Robert i Monika we wspólnym wywiadzie udzielonym magazynowi "Viva!", opowiedzieli o tym, jak w przeszłości wyglądały ich kłótnie. Główną przyczyną awantur był rockandrollowy tryb życia Gawlińskiego. Podczas jednej z ostrzejszych wymian zdań na ten temat, jego żona straciła cierpliwość i wbiła mu nóż w pośladki:
Do dziś nie mogę odżałować, bo zniszczyła mi ukochane spodnie z pięknej skóry, koloru kawy z mlekiem. Strasznie krwią nasiąkły, ponieważ okazało się, że tyłek jest bardzo ukrwiony - wspomina incydent Gawliński.

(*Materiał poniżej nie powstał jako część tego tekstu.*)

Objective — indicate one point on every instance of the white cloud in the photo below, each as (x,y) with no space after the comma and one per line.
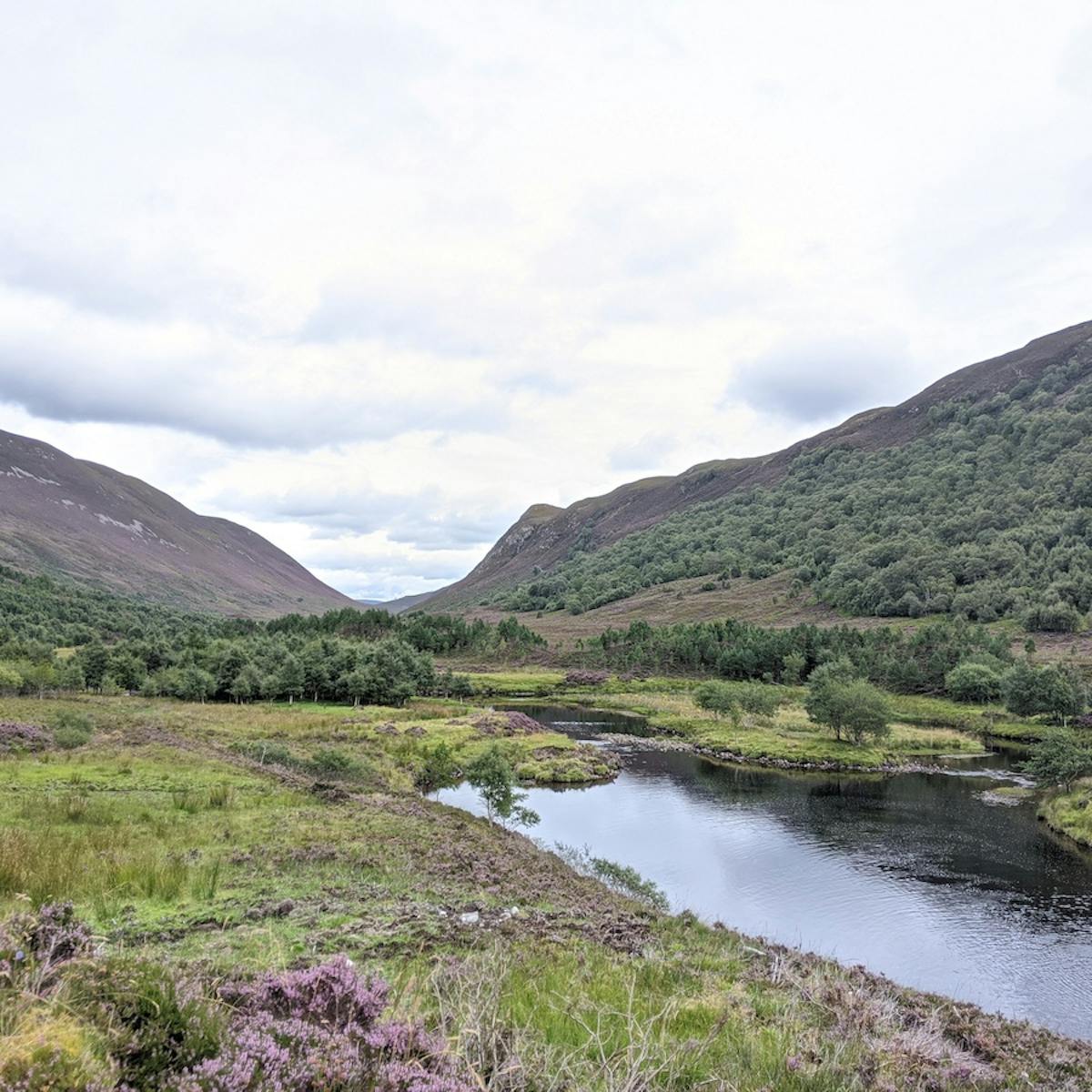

Monika Gawlińska z rozrzewnieniem zaś wspomina nóż, którym zaatakowała męża:
Celowałam tak, żeby nie zrobić ci krzywdy. Potem nie lubiłeś tego noża, ja- bardzo. Przeprowadzał się z nami z domu do domu, dobrze się ostrzył.
Para dodała także, że ta dramatyczna kłótnia nie trwała zbyt długo, bowiem chwilę po niej uprawiali seks na zakrwawionych ubraniach.